• Title

    International Materials Resource Registries Working Group: Final Report and Recommendations

  • Author(s) Raymond Plante,
  • Abstract

    International Materials Resource Registries WG

    Group co-chairs: Raymond Plante, Chandler Becker

    Recommendation title: International Materials Resource Registries Working Group: Final Report and Recommendations 

    Authors: Chandler A Becker, Raymond L Plante, Andrea Medina-Smith, Sharief Youssef, Alden Dima, Laura M Bartolo, James A Warren, Robert J Hanisch, Brian Matthews, Asahiko Matsuda, Raphael Ritz

    Impact: 

    DOI: 10.15497/RDA00058

    Citation:  Becker, C. A., Plante, R. L., Medina-Smith, A., Sharief Youssef, Dima, A., Bartolo, L. M., Warren, J. A., Hanisch, R. J., Matthews, B., Asahiko Matsuda, & Ritz, R. (2021). International Materials Resource Registries Working Group: Final Report and Recommendations. Research Data Alliance. DOI: 10.15497/RDA00058.

     
    Abstract:
    A number of national initiatives are aimed at accelerating the development of new materials, and a key component of the strategy is greater access to experimental and simulation data. Under the drive of such initiatives, we are seeing rapid growth in the data that is available over the web. Consequently, it is becoming increasingly difficult for researchers to learn what data is available and how to access it. To address this problem, the RDA Working Group for International Materials Science Registries (IMRR) was established to bring together materials science and information technology experts. The aim is to establish an international federation of registries that can be used for global discovery of data and information resources for materials science. A resource registry collects high-level metadata descriptions of resources such as data repositories, archives, websites, and services that are useful for data-driven research. By making the collection searchable, it aids scientists in industry, universities, and government labs in discovering data relevant to their research and work interests.

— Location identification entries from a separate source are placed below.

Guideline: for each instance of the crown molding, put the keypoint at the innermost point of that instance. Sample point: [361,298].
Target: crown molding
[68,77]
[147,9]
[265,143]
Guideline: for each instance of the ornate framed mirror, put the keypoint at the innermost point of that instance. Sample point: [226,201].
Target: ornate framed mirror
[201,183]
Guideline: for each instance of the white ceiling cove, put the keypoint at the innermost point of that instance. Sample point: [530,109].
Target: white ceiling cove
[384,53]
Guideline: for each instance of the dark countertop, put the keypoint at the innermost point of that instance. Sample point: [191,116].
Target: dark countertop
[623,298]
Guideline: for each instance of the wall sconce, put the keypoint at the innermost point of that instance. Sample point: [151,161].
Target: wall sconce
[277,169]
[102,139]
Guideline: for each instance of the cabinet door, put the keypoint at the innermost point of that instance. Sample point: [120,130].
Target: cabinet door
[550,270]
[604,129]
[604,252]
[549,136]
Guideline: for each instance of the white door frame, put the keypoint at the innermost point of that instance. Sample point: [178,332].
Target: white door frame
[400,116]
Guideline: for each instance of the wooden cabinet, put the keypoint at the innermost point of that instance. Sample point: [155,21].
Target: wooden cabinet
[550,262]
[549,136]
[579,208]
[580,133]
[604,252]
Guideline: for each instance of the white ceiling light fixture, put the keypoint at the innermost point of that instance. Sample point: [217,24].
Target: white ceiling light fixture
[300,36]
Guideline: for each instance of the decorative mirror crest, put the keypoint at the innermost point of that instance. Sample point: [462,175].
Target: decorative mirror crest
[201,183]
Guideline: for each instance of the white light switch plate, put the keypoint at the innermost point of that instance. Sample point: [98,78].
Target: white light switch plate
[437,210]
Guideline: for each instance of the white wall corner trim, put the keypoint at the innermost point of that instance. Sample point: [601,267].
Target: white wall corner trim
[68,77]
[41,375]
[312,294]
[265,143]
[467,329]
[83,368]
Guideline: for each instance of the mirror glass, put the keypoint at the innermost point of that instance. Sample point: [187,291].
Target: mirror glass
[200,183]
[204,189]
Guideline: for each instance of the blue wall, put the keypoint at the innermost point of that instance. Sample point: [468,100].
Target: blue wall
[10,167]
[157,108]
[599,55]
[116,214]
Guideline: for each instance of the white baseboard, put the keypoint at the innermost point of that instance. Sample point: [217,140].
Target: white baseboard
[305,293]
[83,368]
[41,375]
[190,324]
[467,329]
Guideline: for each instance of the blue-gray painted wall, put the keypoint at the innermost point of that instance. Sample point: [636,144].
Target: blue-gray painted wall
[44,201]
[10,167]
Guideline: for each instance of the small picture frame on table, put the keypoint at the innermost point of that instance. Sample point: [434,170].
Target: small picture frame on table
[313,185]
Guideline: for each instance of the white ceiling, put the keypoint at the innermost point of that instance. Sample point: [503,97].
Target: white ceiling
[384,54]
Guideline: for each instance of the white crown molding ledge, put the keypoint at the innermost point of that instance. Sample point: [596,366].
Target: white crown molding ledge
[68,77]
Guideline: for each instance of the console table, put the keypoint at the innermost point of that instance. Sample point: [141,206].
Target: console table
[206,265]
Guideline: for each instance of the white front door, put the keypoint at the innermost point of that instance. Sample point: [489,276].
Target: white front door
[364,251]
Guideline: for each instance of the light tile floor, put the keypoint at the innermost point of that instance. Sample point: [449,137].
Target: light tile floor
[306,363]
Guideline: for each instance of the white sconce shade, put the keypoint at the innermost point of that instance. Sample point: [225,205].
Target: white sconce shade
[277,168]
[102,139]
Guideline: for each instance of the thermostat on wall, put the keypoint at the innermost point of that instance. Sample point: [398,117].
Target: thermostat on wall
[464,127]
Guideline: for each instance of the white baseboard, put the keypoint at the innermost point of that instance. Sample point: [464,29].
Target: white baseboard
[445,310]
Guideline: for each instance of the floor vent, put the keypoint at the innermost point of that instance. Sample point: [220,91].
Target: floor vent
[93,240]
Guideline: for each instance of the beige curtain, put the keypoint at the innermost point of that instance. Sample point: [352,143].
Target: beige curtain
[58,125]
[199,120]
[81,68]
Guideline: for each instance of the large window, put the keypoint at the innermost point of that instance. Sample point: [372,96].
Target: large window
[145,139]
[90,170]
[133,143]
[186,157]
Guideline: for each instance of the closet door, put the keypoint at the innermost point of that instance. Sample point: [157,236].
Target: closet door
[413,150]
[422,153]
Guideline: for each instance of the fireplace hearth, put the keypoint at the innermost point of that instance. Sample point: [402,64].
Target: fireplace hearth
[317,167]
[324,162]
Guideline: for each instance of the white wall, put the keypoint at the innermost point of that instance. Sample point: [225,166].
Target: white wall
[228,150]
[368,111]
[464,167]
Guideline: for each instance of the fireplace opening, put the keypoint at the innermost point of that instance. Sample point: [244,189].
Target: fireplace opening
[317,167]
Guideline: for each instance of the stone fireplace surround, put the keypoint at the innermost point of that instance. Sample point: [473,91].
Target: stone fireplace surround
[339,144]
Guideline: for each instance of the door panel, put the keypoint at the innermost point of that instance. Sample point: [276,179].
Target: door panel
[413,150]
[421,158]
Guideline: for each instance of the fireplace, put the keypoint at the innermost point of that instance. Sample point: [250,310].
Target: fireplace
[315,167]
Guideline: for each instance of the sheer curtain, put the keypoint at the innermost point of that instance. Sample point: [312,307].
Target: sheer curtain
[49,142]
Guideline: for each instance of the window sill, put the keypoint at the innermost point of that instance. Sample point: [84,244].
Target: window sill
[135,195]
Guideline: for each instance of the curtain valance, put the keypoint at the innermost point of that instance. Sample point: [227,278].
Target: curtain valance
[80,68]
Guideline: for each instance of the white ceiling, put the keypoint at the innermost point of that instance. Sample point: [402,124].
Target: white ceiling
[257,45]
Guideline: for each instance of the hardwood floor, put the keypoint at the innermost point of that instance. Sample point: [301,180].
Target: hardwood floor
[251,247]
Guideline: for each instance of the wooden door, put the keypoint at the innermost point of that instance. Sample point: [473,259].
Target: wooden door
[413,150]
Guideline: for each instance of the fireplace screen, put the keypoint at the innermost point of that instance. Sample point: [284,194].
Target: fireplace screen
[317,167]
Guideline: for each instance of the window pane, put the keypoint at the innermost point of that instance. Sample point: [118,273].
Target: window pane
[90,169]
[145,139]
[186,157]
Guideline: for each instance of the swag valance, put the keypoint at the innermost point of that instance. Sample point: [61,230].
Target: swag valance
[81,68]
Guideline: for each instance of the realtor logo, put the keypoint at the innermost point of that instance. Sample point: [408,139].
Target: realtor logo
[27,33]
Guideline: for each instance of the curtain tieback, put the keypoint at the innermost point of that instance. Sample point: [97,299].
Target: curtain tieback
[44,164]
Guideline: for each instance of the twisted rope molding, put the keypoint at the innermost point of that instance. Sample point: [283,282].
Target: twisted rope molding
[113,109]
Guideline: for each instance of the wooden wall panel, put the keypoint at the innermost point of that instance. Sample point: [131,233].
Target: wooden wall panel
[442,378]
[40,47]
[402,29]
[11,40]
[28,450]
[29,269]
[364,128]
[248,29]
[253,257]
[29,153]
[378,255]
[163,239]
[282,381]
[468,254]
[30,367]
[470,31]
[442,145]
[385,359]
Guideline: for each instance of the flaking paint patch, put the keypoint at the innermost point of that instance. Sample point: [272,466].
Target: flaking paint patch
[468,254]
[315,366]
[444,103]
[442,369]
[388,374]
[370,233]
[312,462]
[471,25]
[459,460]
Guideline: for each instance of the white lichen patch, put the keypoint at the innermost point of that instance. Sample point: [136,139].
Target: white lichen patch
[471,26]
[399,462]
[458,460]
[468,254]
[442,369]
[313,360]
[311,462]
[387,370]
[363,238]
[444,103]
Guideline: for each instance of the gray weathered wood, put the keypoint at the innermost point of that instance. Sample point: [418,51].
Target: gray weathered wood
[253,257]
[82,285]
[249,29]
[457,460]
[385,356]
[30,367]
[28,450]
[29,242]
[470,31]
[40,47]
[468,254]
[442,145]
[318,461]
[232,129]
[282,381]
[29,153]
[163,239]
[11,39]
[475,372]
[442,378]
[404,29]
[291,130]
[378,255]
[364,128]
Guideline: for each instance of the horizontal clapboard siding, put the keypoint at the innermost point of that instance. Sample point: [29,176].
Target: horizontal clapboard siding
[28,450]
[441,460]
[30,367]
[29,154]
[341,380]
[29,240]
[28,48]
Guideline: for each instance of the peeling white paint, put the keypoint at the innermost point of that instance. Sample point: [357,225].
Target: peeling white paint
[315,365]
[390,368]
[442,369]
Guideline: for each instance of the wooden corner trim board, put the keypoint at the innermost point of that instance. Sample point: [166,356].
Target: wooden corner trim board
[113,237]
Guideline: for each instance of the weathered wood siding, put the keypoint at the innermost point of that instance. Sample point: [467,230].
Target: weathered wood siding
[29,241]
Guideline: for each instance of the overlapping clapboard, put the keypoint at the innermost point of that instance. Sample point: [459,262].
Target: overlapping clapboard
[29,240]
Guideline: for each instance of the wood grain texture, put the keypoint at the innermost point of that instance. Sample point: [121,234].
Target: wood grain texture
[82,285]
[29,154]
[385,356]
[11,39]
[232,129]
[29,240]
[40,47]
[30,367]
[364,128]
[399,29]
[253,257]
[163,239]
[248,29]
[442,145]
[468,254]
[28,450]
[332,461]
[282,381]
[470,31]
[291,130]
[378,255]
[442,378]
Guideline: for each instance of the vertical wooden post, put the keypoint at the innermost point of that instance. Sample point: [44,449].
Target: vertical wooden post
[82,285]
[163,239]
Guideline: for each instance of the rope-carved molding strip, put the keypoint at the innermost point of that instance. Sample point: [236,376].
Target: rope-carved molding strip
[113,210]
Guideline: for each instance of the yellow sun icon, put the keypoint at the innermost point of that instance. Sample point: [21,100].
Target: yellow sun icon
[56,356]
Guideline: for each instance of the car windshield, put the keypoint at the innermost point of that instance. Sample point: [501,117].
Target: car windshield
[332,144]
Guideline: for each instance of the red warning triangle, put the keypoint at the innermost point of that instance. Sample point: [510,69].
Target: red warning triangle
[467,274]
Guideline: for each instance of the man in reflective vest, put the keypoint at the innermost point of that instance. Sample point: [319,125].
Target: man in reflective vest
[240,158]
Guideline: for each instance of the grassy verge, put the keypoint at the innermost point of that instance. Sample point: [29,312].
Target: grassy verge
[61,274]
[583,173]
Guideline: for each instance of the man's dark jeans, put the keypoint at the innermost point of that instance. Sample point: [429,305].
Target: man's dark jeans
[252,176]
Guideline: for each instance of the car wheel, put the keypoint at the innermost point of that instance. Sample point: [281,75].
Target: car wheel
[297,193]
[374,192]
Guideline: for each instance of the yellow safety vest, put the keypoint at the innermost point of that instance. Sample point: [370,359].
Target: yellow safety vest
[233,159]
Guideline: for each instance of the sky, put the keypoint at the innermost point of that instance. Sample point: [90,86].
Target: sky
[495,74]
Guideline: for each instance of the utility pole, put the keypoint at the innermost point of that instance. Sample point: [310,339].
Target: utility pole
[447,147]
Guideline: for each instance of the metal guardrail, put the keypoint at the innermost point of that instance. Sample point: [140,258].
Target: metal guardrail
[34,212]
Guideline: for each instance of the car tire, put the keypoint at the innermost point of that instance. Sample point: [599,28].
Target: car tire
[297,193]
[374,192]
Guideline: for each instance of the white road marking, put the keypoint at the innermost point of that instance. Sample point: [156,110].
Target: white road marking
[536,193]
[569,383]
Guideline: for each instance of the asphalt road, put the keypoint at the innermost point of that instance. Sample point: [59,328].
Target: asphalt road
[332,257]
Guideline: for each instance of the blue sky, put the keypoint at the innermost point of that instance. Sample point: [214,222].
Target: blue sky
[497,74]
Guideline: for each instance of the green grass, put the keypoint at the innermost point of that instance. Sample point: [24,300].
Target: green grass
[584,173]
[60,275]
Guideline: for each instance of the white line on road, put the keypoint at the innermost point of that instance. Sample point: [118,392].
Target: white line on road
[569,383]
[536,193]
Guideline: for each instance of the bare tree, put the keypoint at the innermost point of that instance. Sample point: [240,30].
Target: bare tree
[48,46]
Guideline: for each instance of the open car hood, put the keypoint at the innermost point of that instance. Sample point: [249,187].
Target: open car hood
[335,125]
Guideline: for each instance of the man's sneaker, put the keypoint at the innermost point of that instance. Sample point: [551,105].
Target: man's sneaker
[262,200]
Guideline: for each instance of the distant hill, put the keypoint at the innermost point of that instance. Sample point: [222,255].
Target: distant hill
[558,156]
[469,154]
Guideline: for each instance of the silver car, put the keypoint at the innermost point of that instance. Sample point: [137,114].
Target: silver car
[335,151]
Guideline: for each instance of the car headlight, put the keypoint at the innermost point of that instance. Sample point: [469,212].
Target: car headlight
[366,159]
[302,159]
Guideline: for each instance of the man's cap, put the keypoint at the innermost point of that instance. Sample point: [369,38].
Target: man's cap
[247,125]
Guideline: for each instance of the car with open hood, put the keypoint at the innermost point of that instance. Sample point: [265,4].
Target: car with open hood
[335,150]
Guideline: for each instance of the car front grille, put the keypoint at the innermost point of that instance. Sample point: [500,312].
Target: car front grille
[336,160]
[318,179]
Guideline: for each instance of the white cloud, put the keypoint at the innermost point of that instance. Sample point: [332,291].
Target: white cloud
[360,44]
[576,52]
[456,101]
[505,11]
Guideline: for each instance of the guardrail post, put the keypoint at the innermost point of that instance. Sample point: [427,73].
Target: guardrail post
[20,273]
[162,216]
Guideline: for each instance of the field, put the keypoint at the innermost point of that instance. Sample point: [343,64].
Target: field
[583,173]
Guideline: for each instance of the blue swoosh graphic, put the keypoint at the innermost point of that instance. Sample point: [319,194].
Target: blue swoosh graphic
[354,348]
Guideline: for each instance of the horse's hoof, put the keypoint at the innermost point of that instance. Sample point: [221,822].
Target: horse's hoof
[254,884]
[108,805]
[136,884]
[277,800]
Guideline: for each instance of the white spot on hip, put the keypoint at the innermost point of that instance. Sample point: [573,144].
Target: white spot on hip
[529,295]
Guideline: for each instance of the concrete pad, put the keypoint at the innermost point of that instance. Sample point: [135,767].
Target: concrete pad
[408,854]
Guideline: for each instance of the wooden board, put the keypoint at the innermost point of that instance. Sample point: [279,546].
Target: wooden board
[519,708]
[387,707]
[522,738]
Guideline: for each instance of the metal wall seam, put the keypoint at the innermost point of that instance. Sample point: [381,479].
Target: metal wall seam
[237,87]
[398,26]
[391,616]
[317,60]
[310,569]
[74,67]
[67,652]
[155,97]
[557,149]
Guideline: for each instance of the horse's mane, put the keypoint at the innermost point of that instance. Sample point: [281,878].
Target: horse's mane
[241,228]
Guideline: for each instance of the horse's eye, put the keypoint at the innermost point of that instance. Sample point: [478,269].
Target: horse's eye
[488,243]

It can also serve as the basis for a variety of distributed data discovery systems.
    In this final report of the IMRR WG, we present the results of our successful piloting of a registry federation for materials science data discovery. In particular, we lay out a blueprint for creating such a federation that is capable of amassing a global view of all available materials science data, and we enumerate the requirements on the standards that make the registries interoperable within the federation. These standards include a protocol for exchanging resource descriptions and a standard metadata schema for encoding those descriptions. We summarize how we leveraged the existing Open Archives Initiative Protocol for Metadata Harvesting (OAI-PMH) for metadata exchange and Extensible Markup Language (XML) to define our schema, incorporating both generic and materials science-specific metadata. The domain-specific metadata is based on a modest but general Materials Science Vocabulary. We outline an approach to schema definition based on extensions that enable the schema to evolve over time in a tractable way. Finally, we review the registry software developed to realize the federation and describe the user experience.
    Developing a successful international materials science resource registry requires a combination of technical and social processes. The latter are important for establishing consensus around standards. The Working Group was especially helpful in collecting input on a common Materials Science Vocabulary and getting contributions of resource descriptions from the global community. The pilot registry federation currently holds more than 360 resource description records distributed across two registry instances.